By contrast, push stylesheets use multiple templates that specify what to do for each element type, and then pass processing off to other templates by using xsl:apply-templates. Which templates are used depends on the type of children of the current node. This is sometimes called a content-driven approach, because the stylesheet is simply reacting to child elements found in the input content by matching them to templates. Example 27-2 shows a push stylesheet that is equivalent to Example 27-1.

Example 27-2. A push stylesheet
<xsl:stylesheet version="1.0" xmlns:xsl="http://www.w3.org/1999/XSL/Transform">
  <xsl:template match="catalog">
    <ul>
      <xsl:apply-templates/>
    </ul>
  </xsl:template>
  <xsl:template match="product">
    <xsl:apply-templates/>
  </xsl:template>
  <xsl:template match="number">
    <li>Product #: <xsl:value-of select="."/></li>
  </xsl:template>
  <xsl:template match="name">
    <li>Product name: <xsl:value-of select="."/></li>
  </xsl:template>
  <xsl:template match="node()"/>
</xsl:stylesheet>

This may not seem like a particularly useful approach for a predictable document like the product catalog. However, consider a narrative document structure, such as an HTML paragraph. The p (paragraph) element has mixed content and may contain various inline elements such as b (bold) and i (italic) to style the text in the paragraph, as in:

<p>It was a <b>dark</b> and <i>stormy</i> night.</p>

This input is less predictable because there is no predefined number or order of the b or i children in any given paragraph. A push stylesheet on this paragraph is shown in Example 27-3.
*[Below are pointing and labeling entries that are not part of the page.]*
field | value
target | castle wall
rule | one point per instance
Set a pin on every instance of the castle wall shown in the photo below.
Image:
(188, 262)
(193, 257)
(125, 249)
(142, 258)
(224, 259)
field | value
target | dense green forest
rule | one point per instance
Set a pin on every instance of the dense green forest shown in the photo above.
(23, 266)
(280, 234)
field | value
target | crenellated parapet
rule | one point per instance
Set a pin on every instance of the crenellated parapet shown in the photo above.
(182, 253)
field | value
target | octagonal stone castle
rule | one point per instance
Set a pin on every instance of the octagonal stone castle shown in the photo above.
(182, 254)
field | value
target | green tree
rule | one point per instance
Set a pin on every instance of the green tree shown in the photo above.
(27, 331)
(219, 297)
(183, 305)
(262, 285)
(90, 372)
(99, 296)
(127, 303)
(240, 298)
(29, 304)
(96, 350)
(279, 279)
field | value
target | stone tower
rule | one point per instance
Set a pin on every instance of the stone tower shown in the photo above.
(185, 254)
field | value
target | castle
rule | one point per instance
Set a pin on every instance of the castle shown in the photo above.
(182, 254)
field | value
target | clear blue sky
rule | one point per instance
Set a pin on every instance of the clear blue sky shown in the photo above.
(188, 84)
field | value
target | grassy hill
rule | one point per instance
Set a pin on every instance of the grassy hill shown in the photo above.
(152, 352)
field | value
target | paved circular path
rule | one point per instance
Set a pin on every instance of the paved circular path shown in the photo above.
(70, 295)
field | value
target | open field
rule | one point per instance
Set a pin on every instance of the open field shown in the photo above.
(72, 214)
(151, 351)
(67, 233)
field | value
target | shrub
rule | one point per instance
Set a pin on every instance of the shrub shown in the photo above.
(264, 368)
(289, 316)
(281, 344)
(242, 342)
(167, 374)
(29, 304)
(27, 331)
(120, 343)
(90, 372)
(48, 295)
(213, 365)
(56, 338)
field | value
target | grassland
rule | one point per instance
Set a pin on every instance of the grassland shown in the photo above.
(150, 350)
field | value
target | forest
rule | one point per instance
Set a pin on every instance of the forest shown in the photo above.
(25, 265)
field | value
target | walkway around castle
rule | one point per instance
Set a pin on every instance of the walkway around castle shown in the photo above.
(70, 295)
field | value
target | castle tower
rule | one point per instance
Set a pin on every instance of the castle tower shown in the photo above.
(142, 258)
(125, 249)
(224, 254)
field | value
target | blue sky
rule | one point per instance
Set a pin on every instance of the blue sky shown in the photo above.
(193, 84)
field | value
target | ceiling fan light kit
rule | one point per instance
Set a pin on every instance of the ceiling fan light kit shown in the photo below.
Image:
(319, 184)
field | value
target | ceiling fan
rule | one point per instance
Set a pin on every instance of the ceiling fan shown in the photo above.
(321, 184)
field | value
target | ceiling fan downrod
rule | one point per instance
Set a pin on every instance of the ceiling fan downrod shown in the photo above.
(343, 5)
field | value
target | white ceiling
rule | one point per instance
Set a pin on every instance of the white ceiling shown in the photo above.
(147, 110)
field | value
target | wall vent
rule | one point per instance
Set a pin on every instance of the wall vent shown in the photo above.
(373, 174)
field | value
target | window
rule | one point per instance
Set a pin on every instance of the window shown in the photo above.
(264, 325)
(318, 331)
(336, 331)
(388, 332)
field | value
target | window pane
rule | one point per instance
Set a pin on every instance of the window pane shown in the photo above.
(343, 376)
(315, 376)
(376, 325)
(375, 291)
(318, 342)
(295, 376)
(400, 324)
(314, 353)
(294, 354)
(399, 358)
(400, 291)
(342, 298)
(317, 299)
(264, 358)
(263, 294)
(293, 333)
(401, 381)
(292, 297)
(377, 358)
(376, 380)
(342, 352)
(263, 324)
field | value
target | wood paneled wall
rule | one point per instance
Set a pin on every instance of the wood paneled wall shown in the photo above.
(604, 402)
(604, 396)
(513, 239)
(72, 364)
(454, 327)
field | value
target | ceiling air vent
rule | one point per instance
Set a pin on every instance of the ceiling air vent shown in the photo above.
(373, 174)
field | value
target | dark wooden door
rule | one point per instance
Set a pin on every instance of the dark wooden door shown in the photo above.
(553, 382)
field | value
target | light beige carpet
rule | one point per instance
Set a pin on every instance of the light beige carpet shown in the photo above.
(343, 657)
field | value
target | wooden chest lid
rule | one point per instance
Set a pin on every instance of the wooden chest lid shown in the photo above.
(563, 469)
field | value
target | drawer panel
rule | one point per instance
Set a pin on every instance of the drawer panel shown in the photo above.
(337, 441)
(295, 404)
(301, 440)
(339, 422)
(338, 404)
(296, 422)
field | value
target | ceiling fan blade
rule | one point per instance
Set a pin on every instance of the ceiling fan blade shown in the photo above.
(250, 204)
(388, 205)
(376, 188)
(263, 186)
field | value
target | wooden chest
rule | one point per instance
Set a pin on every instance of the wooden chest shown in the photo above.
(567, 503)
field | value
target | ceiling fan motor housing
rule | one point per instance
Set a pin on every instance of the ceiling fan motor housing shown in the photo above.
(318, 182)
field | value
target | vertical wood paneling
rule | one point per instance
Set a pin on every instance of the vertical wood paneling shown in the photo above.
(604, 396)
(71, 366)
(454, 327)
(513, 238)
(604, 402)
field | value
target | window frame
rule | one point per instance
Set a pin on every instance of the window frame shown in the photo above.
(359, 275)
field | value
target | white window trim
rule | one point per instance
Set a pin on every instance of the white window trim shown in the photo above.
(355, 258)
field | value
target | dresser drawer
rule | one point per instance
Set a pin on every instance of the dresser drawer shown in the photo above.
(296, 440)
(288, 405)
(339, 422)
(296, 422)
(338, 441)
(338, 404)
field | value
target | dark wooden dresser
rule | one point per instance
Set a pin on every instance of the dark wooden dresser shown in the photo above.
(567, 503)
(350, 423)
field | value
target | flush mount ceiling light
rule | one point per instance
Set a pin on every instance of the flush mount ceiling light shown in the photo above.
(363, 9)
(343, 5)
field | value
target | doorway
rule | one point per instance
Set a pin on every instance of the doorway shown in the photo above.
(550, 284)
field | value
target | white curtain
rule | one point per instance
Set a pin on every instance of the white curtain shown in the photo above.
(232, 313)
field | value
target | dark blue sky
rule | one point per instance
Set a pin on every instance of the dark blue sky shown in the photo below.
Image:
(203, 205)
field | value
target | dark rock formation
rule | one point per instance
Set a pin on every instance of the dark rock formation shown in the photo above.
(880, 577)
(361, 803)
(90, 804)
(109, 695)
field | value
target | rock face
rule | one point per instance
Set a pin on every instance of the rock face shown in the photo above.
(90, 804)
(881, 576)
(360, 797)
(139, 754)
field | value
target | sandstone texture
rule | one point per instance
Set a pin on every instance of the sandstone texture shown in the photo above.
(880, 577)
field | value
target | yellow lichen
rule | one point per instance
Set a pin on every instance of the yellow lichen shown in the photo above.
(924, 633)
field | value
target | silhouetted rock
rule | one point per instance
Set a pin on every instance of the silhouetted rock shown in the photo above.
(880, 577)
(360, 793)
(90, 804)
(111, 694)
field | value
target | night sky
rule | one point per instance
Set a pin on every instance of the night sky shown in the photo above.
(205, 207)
Example 27-3. A push stylesheet on narrative content
<xsl:stylesheet version="1.0" xmlns:xsl="http://www.w3.org/1999/XSL/Transform">
  <xsl:template match="p">
    <para><xsl:apply-templates/></para>
  </xsl:template>
  <xsl:template match="b">
    <Strong><xsl:apply-templates/></Strong>
  </xsl:template>
  <xsl:template match="i">
    <Italics><xsl:apply-templates/></Italics>
  </xsl:template>
</xsl:stylesheet>

It would be difficult to write a good pull stylesheet on the narrative paragraph. Example 27-4 shows an attempt.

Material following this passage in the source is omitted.